Tuesday, May 26, 2009
While this is happening here in Austin, 2000 miles away my ex-husband is hosting a robin's nest in the ficus tree on his back porch. She's not camera shy as you can see.
Mom picks the perfect spot
And lays her eggs
She patiently broods
The babies are here!
First meal from mom.
Tuesday, May 12, 2009
Sunday, May 10, 2009
Yesterday I went to the Natural Gardener and bought plants for my Hell Strip (as Cheryl calls it). I thought I might put them out today but it's looking more like it will happen tomorrow. At the Natural Gardener I bought a new copy of an old book I had years ago - Worms Eat My Garbage. I came home and started flipping thru it and was inspired to sort thru my worm compost bin. I laid out some clear plastic and dumped the contents of the bin on it. Then I separated the black pile of compost into about a dozen piles. The worms wriggled down to the bottom of each pile to escape the light. I sorted thru those piles for about an hour and a half. Here is one (yes, only one) pile of worms I scooped up for a photo op.
Yikes! I took the compost they had created and put some of it in a bed where I put out the three tomato plants that my friend Marie had given me. The rest will have a similar fate in a few days as I make new beds. Then I got the bin ready for the worms to do their work by layering shredded newspaper and topsoil and tossing a fresh pile of peach skins for them to start working on.

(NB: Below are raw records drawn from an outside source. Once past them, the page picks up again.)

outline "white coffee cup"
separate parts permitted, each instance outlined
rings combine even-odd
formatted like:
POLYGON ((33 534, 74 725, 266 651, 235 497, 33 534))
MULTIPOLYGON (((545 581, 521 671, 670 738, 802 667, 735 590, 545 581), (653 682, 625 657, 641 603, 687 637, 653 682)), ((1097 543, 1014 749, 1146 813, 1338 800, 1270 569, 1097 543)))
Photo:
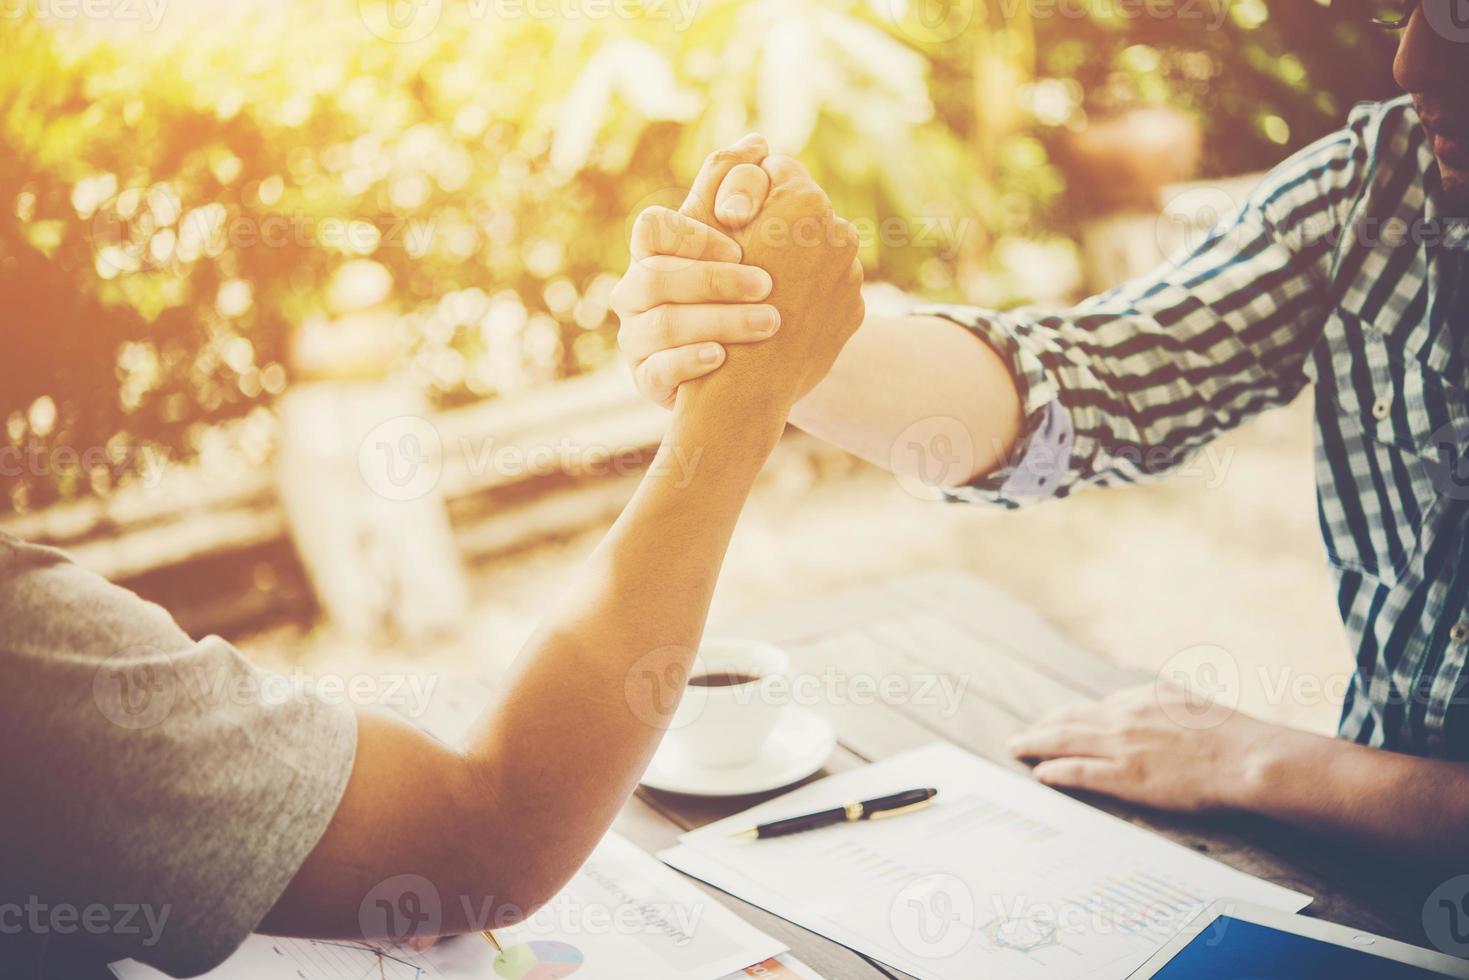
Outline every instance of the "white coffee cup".
POLYGON ((760 754, 789 701, 790 657, 759 640, 707 637, 689 670, 689 683, 673 714, 668 738, 704 766, 744 765, 760 754), (700 684, 700 678, 738 675, 736 684, 700 684))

And as if that wasn't enough creepy fun for one weekend, I found this when I was digging to prep the bed for tomatoes. This is the second one of these I've found in the yard. I've gotta' find out what they are. But that's for later because my son is taking me to see Star Trek - the new movie. Nature later, movie now.
Sunday, May 3, 2009
Devil's shoestring. Not an invasive plant.

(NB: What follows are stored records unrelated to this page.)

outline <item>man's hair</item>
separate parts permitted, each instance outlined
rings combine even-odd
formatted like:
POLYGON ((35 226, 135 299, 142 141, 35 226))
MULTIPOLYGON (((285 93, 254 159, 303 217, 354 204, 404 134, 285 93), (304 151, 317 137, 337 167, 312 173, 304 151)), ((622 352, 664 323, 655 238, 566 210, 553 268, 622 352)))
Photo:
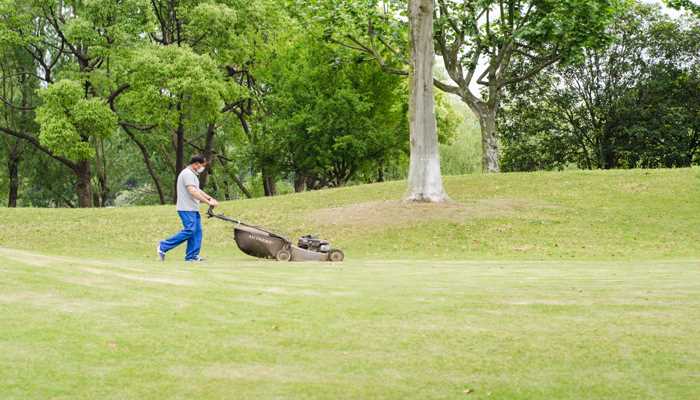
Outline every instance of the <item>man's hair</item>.
POLYGON ((190 158, 190 164, 194 164, 194 163, 204 164, 205 162, 207 162, 207 159, 204 158, 204 156, 201 154, 194 155, 194 156, 192 156, 192 158, 190 158))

Gloria trying to scale a rock wall. Ha!
Theresa and Gloria identifying a plant
Orange mushrooms in the leaf litter
After we completed our survey, I drove home and had a quick lunch, shower, and 20 min power nap. Then it was off to the Wildflower Center for an afternoon of vegetation surveying on their research plots. The plots we surveyed were quite a distance from the center so we got to ride on “gators”, the motorized Kawasaki 4 wheelers they use to get around out there. The ride to and fro was a delight. Imagine perfect weather, tall stands of purple three awn grasses bent over in the breeze, spots of color everywhere from the blooming wildflowers, all accented with bright yellow prickly pear blooms. There were just a handful of us and we were all ready to start our weekends so we got down to business and surveyed our plots. I’m pretty sure I can now distinguish these grasses: purple three awn, spear grass, love grass, fall witch grass, and side oats gramma. Plus the “bad” grasses like King Ranch Bluestem, Johnson grass, and rescue grass.
My ride out to the research plot - one of the gators
The real experts return from the field - Dick and Jeannine (foreground) work at WFC and seem to know everything - but in a nice way.